柳庭芝看他这般神情恍惚的样子,只觉得心中似乎插了一把刀来回搅动,终究还是没有忍心将殷承宇命牌破碎命灯熄灭的事情告诉他。
虽说并不抱什么希望,但既然云琅已经提出了另一条路子,那便意味着还有一线生机,至少林修然不用一醒过来就又遭逢打击,等时间久了,也便能慢慢接受此事,总有一日,是会走出来的。
作品正文卷 第83章
第83章
临淮地处江南,是与西河截然不同的水乡景色,若是春日,便是小桥流水,桃花垂柳。可眼下正逢冬日,虽说不至于渊冰三尺素雪千里,但也是北风飘寒,加上气候潮湿,更是显得寒意刺骨。
若是换了往日,好歹还能被张灯结彩的节日气息给冲淡些萧瑟之感,但此时全城举哀漫天缟素,更显清冷寒意。

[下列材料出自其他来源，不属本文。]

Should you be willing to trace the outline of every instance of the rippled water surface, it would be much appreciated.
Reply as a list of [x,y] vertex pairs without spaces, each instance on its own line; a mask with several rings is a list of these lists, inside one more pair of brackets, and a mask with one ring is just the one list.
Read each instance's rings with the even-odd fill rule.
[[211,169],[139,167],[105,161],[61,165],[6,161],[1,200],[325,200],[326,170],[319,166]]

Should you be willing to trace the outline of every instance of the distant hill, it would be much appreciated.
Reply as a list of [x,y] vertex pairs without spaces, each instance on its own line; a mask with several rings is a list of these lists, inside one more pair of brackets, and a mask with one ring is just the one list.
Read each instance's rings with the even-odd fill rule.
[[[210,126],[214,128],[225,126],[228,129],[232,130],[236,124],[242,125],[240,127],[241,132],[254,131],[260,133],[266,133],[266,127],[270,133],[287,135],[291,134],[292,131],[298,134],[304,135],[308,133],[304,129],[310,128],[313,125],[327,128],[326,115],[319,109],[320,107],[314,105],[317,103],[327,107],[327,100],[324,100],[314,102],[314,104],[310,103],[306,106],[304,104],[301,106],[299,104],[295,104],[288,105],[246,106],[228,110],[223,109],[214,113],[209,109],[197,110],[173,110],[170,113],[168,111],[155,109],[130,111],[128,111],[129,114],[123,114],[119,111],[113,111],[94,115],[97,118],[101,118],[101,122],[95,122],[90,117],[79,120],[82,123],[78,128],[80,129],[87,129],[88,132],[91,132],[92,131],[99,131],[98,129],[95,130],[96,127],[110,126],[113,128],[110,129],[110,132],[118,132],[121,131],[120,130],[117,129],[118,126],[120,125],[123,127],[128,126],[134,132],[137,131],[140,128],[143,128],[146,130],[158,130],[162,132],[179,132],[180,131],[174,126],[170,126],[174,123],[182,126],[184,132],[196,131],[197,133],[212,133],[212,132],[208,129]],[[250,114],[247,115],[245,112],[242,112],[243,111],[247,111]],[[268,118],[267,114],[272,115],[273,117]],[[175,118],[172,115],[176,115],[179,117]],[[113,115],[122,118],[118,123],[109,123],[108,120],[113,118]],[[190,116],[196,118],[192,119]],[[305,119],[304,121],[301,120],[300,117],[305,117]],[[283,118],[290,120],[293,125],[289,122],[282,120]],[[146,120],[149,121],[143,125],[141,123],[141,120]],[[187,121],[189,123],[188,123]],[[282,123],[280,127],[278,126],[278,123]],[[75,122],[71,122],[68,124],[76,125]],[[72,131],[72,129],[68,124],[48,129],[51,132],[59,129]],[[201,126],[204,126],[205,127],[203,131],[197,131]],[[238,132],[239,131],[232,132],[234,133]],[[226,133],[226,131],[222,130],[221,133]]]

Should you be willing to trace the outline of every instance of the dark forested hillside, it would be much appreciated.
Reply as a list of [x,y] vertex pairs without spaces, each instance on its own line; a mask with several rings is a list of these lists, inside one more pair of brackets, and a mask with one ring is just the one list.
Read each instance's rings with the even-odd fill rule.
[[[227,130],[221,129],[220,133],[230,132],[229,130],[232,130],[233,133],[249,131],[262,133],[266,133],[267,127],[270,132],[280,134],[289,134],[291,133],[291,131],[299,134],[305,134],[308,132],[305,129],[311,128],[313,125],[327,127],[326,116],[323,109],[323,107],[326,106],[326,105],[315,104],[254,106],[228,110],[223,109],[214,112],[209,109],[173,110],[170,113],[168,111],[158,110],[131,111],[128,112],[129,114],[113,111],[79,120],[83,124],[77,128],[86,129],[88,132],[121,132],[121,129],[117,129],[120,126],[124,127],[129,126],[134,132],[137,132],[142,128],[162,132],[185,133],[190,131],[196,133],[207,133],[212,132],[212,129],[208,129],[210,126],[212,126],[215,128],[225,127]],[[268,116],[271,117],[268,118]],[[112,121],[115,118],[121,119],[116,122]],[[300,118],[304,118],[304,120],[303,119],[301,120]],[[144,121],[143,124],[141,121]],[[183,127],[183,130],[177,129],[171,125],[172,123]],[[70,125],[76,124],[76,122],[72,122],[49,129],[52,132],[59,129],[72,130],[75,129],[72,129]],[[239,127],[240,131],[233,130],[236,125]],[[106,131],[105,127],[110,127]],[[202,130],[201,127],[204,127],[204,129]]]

柳庭芝是一向恣情肆意的性子,往日也是少不得纵情欢场的,眼下却也一反常态,敛容肃穆。修真界的“姻亲”关系其实一向不大靠得住,但姻亲可有可无,二姐留下的独生子却只有一个。
原本林修然是打算孤身前往临淮的,但柳庭芝怕他年纪小被人轻视,因此特意跟了过来,替他压场子。
兵法之类,林修然其实并不谙熟,但就算他不通兵法,也知道以临淮如今的状况,若是仓促应战,对上筹谋许久的林茂繁,必定是讨不到好处的,再加上他又初来乍到威信全无,哪怕是货真价实顶着个新鲜出炉的“家主”名头,怕是也根本不能服众。
既然如此,倒不如先好好筹谋一番。临淮人才不少,但能为林修然所用的却不知能有几人,再加上修真界实力相差悬殊,有能孤身一人破千军的,自然也有数量再多也只能凑人头的。
林修然之前已经同林茂之早前给他的那支私兵联系过,只是人数及实力目前也尚不明确,何况林修然之前从未同他们真正接触过,究竟是否忠心会不会反水,连他也说不准。
倒不如趁着眼下这个时候,先将人员慢慢梳理一遍,心性不定的自然是不能要的,若是曾经与林茂繁牵连不清过的,为防万一,自然也是不能再要,还有些人虽说心性不错,也未曾与林茂繁等人有什么瓜葛,却又太过冷心冷情,实在难以为他所用。